A magician is performing in front of a large crowd (around a 100 people, say) and wants a volunteer for a trick. The magician knows that he has no confederates in the crowd, but the crowd doesn't. How can the magician choose a volunteer from the people raising their hands, convincing the crowd that the volunteer is not a confederate?
I'm looking for a method that:
- is quick (should not take more than a couple of minutes)
- does not require uncommon equipment (eg. Geiger counters for randomness, etc. And then again, how do you prove the counter isn't rigged?)
- isn't complicated for the volunteers (eg. you cannot ask volunteers to calculate the moduli of products of large primes, etc.)

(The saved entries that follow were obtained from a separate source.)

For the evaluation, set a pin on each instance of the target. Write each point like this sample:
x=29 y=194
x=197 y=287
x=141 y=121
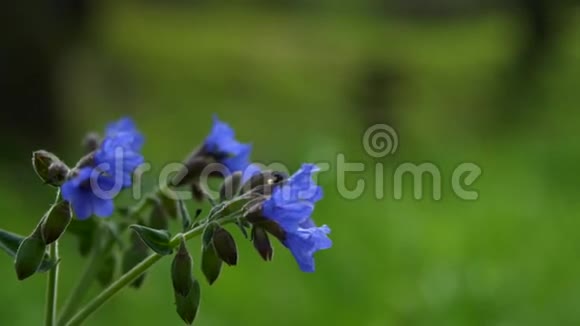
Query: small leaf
x=55 y=222
x=29 y=256
x=184 y=215
x=157 y=240
x=9 y=243
x=181 y=270
x=211 y=264
x=262 y=243
x=187 y=306
x=136 y=253
x=106 y=272
x=168 y=204
x=225 y=246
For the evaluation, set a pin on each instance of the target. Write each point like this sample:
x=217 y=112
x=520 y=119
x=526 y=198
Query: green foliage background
x=282 y=80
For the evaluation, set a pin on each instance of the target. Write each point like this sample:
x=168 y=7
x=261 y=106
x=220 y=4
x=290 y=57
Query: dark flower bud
x=136 y=253
x=262 y=243
x=181 y=270
x=253 y=213
x=263 y=182
x=29 y=256
x=49 y=168
x=91 y=142
x=225 y=246
x=187 y=306
x=87 y=160
x=55 y=222
x=158 y=218
x=231 y=186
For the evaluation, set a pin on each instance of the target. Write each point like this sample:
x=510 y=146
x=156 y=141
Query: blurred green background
x=459 y=81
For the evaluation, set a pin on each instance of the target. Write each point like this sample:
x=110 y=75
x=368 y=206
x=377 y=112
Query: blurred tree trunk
x=35 y=36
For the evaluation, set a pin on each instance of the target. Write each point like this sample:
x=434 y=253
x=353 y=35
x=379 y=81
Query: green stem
x=75 y=299
x=133 y=274
x=52 y=288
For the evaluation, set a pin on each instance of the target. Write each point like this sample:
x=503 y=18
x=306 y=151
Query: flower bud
x=55 y=222
x=225 y=246
x=197 y=192
x=231 y=186
x=187 y=306
x=181 y=270
x=191 y=170
x=49 y=168
x=262 y=243
x=29 y=256
x=91 y=142
x=263 y=182
x=158 y=218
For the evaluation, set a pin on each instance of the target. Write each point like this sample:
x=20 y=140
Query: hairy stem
x=52 y=287
x=133 y=274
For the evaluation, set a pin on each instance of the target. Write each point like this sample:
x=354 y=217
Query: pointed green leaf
x=29 y=256
x=9 y=243
x=181 y=270
x=56 y=222
x=134 y=255
x=187 y=306
x=211 y=264
x=157 y=240
x=225 y=246
x=106 y=272
x=184 y=215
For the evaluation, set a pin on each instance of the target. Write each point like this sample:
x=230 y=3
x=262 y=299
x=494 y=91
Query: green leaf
x=211 y=264
x=29 y=256
x=55 y=222
x=181 y=270
x=9 y=243
x=85 y=232
x=157 y=240
x=134 y=255
x=184 y=215
x=187 y=306
x=225 y=246
x=169 y=204
x=106 y=272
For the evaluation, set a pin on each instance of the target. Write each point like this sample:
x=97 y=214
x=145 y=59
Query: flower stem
x=75 y=299
x=133 y=274
x=52 y=287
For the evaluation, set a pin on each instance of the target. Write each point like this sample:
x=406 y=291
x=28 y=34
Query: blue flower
x=93 y=188
x=116 y=159
x=80 y=192
x=126 y=129
x=224 y=148
x=291 y=206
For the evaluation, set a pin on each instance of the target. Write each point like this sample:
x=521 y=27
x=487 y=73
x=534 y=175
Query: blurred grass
x=509 y=258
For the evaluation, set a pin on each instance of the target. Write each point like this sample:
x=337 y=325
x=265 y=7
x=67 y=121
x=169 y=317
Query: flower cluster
x=290 y=206
x=92 y=186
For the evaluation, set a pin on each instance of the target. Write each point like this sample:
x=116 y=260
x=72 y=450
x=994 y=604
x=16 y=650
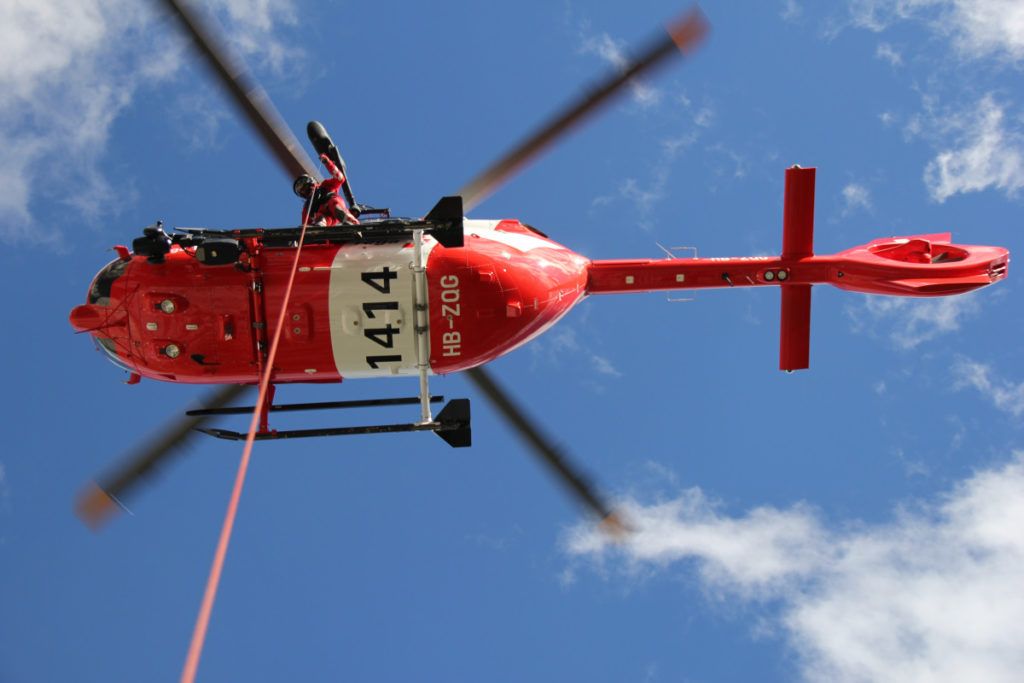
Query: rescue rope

If possible, the method should be fair in the sense that all the people who volunteer to volunteer have an equal chance of being selected. Also, if possible, it should be clear to the mathematical layperson in the crowd that the method fulfills its purpose.
Edit: I thought I had one method of doing this, but as @Robert Israel and @Hans Lundmark have pointed out, it is not actually infallible. Further, it is fairly complicated, not guaranteed to terminate, and not very practical for an actual magic show. I am keeping it as an answer for lack of better ones.
Have the volunteers select one of them. Tell them to point at one of the others at the count of three. If there's a tie, do a run-off, but no need to spend too much time on that if there's another tie, since the probability that your confederate is among the top two is already low enough.
There might be some room for manipulation by having the confederate sit near the centre and thus be more likely to be voted for, so ideally the volunteers should step out of the audience and form a circle for symmetry. Explaining the reason for this might contribute to convincing the audience.
This may not be enough since people might suspect that a sufficient proportion of the volunteers were confederates to skew the election significantly. If so, you could let the entire audience vote; the downside is that this might make it significantly harder to resolve ties without raising suspicion that it's not being done objectively; counting the volunteers' votes is easier.
Of course any method will only work if there are enough volunteers, so if there are only two or three, you might want to emphasise that you need more in order to make sure that no confederate can be chosen.